Account takeover (ATO) prevention specialist SpyCloud locked in $30 million in Series C funding today. The round, led by Centana Growth Partners, featured participation from all of the company’s existing investors, a list that includes Altos Ventures, March Capital Partners, Silverton Partners and M12, Microsoft’s venture capital fund. This week’s funding takes SpyCloud’s total capital to $58.5 million.
“Criminals work together to steal information and find creative ways to monetize it. As a result, even the most careful and sophisticated organizations are vulnerable,” SpyCloud CEO and co-founder Ted Ross said. “SpyCloud will continue to pursue new and innovative ways to stay ahead of criminals and provide solutions that make the internet a safer place for individuals and businesses.”
SpyCloud made its Finovate debut in the fall of 2017, earning a Best of Show award for its exposed credential monitoring and alert service. The company, based in Austin, Texas, finds and recovers stolen and compromised assets that are actively trading on the digital underground, capturing 40 million exposed assets a week using techniques that go beyond web crawlers and other automated solutions.

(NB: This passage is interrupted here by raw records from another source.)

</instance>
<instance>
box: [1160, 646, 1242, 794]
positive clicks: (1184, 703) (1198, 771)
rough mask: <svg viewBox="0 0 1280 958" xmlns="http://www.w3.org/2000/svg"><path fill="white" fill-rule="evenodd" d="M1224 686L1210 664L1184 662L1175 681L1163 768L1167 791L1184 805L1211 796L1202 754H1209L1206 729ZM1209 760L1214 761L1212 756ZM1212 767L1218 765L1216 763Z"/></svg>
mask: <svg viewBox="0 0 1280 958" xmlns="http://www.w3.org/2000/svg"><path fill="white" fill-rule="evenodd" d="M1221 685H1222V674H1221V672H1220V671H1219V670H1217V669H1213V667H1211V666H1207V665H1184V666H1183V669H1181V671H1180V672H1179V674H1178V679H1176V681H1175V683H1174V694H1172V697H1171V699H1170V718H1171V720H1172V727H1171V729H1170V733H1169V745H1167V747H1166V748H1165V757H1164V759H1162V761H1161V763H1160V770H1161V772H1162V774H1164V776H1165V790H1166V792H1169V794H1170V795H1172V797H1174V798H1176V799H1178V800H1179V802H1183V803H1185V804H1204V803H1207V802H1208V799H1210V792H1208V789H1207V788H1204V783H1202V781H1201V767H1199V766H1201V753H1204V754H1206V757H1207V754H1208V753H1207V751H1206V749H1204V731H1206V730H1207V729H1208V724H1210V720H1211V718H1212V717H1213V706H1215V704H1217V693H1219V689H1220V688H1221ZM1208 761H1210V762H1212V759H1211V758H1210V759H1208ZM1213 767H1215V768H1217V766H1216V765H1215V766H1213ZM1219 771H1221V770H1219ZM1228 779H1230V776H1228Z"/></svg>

This spring, SpyCloud partnered with security operations platform ThreatConnect, integrating its database with two of ThreatConnect’s offerings. More recently, the company teamed up with third party risk management platform Privva, and worked with MENA-based information security valued added distributor Spire Solutions,
One of the more interesting partnerships SpyCloud announced this year was a collaboration with Zero Trafficking, a company that provides solutions to combat human trafficking. Taking advantage of the fact that the bad guys are as likely to suffer from the same data breaches and stolen credentials as everyone else, SpyCloud has leveraged its technology to help Zero Trafficking round them up.
“Billions of data assets per year are exposed in breaches, including assets belonging to criminals,” SpyCloud Head of Investigations Jason Lancaster explained. “By drawing on the 100+ billion assets SpyCloud has recovered from third-party breaches, Zero Trafficking can piece together criminals’ digital breadcrumbs to uncover the identities of specific adversaries engaging in human trafficking activity.”